Two stunning opening exhibitions are designed to continue the movement seen in recent decades to cement the place of Nigeria as a global player in the art world. The ground floor will be dedicated to ‘Making Matter’, highlighting materiality and technology in Nigerian art, while visitors making their way to the top floor will be greeted by ‘Mirroring Man’, which explores how society and politics have influenced the country’s artistic production. Both exhibitions were curated by Iheanyi Onwuegbucha and feature works donated to the museum by Prince Shyllon himself, as well as works from the university collection and those given or loaned by a range of Nigerian collectors and artists. On display are artworks from established Nigerian artists including Ben Enwonwu, Uche Okeke, Aina Onabolu, El Anatsui, Erhabor Emokpae, Yusuf Grillo, Lamidi Fakeye, Bruce Onabrakpeya, Ben Osawe, Isiaka Osunde, Okpu Eze, Abayomi Barber, Gani Odutokun, Kolade Oshinowo as well as works by younger artists, such as Kainebi Osahenye, Ben Osaghae, Peju Layiwola, Tony Nsofor, Peju Alatise, Victor Ehikhamenor, Lanre Tejuoso, Eva Obodo, Ozioma Onuzulike, Uchay Chima, Ayobola Kekere-Ekun, Kelani Abass and many others.

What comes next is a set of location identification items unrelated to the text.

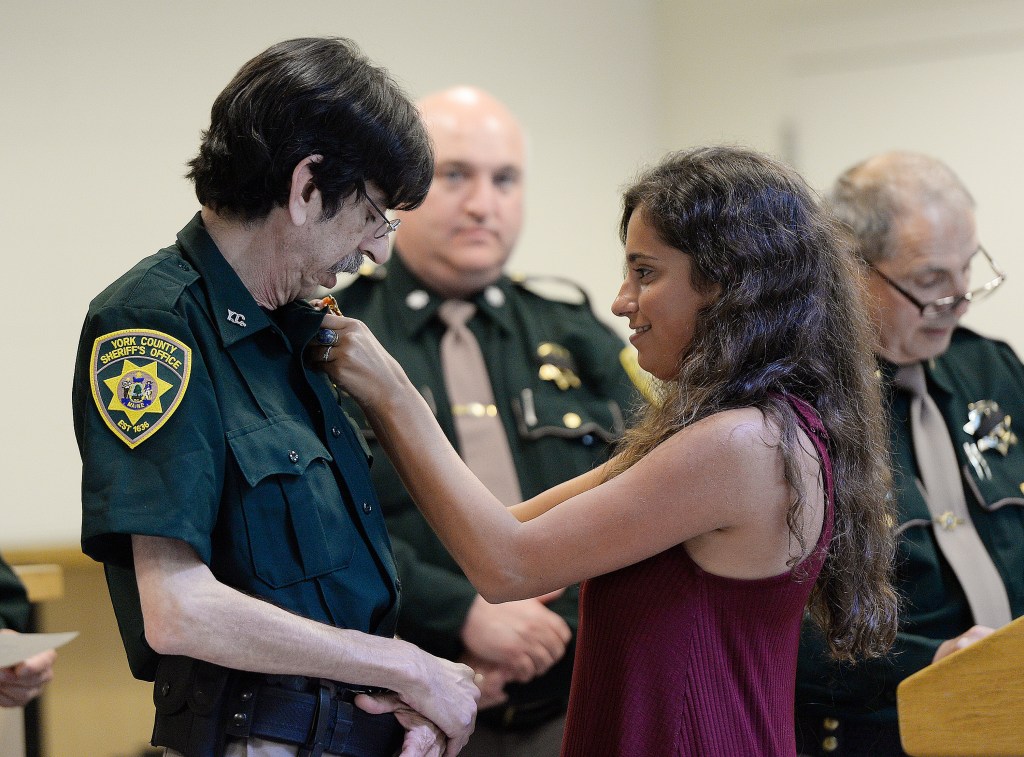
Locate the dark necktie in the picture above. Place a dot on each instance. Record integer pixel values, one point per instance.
(943, 491)
(481, 434)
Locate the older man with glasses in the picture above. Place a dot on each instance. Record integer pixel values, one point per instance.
(957, 467)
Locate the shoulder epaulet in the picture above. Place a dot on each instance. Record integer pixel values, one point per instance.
(554, 288)
(157, 281)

So who is the benefactor who has offered 1,000 works from his private collection as well as a substantial amount of money towards the museum’s construction and longterm sustainability? The Omoba (prince) hails from Abeokuta, in Ogun State, and is an engineer, lawyer, chartered stockbroker, fellow of several chartered professional bodies, writer and administrator. He a lot to bring Nigerian art and artists to global attention. The prince started collecting art during his undergraduate days in Lagos. In 2007, he was instrumental in establishing the OYASAF art foundation, a nonprofit organisation which sponsors several art-related activities, including exhibitions, workshops and bursaries for promising practitioners, as well as publishing an online journal of African art.

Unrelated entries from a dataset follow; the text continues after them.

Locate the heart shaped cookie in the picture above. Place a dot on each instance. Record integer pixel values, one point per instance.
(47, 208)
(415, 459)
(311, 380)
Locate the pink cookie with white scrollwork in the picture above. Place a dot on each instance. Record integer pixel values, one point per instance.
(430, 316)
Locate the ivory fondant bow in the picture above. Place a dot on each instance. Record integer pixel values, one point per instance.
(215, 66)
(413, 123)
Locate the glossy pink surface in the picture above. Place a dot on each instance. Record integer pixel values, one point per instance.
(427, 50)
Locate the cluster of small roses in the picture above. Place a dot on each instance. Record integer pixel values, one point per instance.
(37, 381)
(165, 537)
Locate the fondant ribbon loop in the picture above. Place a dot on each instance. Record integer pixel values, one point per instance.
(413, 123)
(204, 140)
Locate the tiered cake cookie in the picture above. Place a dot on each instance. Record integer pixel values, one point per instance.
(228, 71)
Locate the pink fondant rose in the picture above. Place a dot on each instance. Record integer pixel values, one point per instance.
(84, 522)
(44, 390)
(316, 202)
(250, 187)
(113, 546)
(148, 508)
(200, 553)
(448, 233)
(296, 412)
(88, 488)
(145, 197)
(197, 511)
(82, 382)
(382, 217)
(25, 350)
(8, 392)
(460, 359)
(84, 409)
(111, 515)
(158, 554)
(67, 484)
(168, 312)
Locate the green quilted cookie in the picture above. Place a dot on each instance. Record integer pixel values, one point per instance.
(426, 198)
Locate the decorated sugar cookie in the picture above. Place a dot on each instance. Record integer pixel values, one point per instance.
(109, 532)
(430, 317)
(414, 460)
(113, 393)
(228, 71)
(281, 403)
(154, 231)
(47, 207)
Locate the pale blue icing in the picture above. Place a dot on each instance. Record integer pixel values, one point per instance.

Responsibility for designing and directing the museum lies with Dr Castellote, architect and art historian. For him, the architecture follows the principles that inspired the design of all the other buildings of the Pan-Atlantic University: fitness for purpose, flexibility, sustainability and character. The flexible space allows the museum to change its display configuration according to changing curatorial demands while the excellent thermal insulation of the external walls and efficient air circulation throughout the exhibition space require minimum air conditioning. Moreover, under Dr Castellote’s direction, the designers paid great attention to security, environmental control, efficient lighting, display quality and ease of circulation. In addition, the shape of the museum – a clean cube of 30 x 30 x 11 metres – and the richly textured finish of the stained concrete walls give it an iconic character that makes it stand out on the campus lawns.

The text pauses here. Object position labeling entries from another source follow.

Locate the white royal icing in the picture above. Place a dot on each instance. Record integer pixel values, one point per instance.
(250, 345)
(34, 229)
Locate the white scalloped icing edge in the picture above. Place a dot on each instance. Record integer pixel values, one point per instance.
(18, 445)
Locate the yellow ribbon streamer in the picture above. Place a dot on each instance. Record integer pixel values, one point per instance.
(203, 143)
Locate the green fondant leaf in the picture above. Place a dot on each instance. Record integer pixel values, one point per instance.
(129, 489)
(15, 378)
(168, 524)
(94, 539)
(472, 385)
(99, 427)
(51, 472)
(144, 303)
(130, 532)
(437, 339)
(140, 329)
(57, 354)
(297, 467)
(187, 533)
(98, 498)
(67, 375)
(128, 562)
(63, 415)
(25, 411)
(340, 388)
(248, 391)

Dr Castellote has stated that, as a university museum, the YSMA is primarily intended to serve as an educational resource, not only for students and faculty of the PanAtlantic University but also for the wider community. To this end, community educational programs are under development for students of public schools, as well as training programs for art teachers. All these activities will be made possible through corporate partnerships, donations and collaborations with artists. The museum is expected to open fully in 2020.